Intracellular Ca2+ rises in astrocytes are not stereotyped signals; there are actually multiple and varied spatiotemporal patterns of Ca2+ elevations, which probably underlie different types of function, including generation of diverse output signals. The significance of the different features of intracellular Ca2+ events generated in astrocytes by neuronal activity, e.g., amplitude, frequency, and extent of propagation, remains, however, largely unknown. The spatiotemporal characteristics of Ca2+ events in astrocytes might be heterogeneous and dependent on the location of astrocytes. For instance, in the hippocampal CA1 region, the amplitude of astrocytic Ca2+ elevations is correlated with the number of simultaneously activated synapses (Honsek et al. 2010); in the cerebellum, instead, the extent of intracellular Ca2+ propagation, rather than the amplitude, depends on the characteristics of the neuronal input. Indeed, axonal firing at low frequency generates in Bergmann glial cells’ intracellular Ca2+ rises that are spatially restricted to the cell periphery and might represent functional independent localized microdomains (Grosche et al. 1999). The existence of localized functional domain of calcium in restricted regions of astrocytes is an intriguing observation. In fact, while most of the present literature supports the general view that intracellular Ca2+ events in astrocytes are slow and long lasting (therefore, well distinct from the neuronal ones), recent evidences reports in vitro (Marchaland et al. 2008), in situ (Santello et al. 2011; Di Castro et al. 2011), and in vivo (Winship et al. 2007) the existence of astrocytic Ca2+ responses that are as fast as in neurons (time to peak within 500 ms from stimulation). The localized and fast Ca2+ events in astrocytes are evoked by endogenous synaptic activity (Chuquet et al. 2010) or by activation of metabotropic receptors (Santello et al. 2011; Marchaland et al. 2008), occur in millisecond time scale and are therefore compatible with a physiological role in fast, activity-dependent synaptic modulation (Santello and Volterra 2009; Henneberger and Rusakov 2010).

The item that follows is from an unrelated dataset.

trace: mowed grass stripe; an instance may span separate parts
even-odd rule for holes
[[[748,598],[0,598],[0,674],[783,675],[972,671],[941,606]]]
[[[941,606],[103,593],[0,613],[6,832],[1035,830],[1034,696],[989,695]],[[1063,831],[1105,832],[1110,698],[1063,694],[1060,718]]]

The localized variations of Ca2+ may represent a sophisticated signaling mechanism controlling a large variety of cellular process, including the release of gliotransmitters. Our group has established that such localized Ca2+ rises are implicated in the regulated exocytosis processes of glutamatergic vesicles in vitro (Marchaland et al. 2008). By mean of total internal reflection fluorescence (TIRF) microscopy, Marchaland and colleagues observed that endoplasmic reticulum (ER) tubules come in tight apposition with the plasma membrane, forming a complex structural microdomain of submicrometer volume that most likely limits diffusion of signaling molecules, including Ca2+. In this microdomain, glutamatergic vesicles lie in the in tight spatial proximity with ER structures. Moreover, like at glutamatergic synapses, the cytoskeleton could provide a structural organization of the astrocytic microdomain. Indeed, scaffold proteins like Homer(s) could provide a molecular link between IP3 receptors located at the tip of the ER tubules and the metabotropic glutamate receptors (mGluRs) on the plasma membrane (Sala et al. 2005). The activation glutamatergic GPCRs generates, in cultured astrocytes, store-dependent submicrometer Ca2+ events characterized by fast kinetics and spatial segregation. Interestingly, most of the Ca2+ events occurred at or near sites in which glutamatergic vesicles underwent exocytosis and were in strict temporal and spatial correlation with fusion events. How the subplasma membrane Ca2+ events regulate exocytosis of glutamatergic vesicles and whether this is similar to synaptic release is not clear yet. These first findings can be relevant to understand the functional role of transmitter release from astrocytes in the brain function; indeed, the fact that fast astrocytic Ca2+ events occur in intact tissue (Winship et al. 2007; Santello et al. 2011) suggests that such Ca2+ events are not peculiarity of astrocytes in cell culture but may correspond to events taking place in astrocytes of the living brain.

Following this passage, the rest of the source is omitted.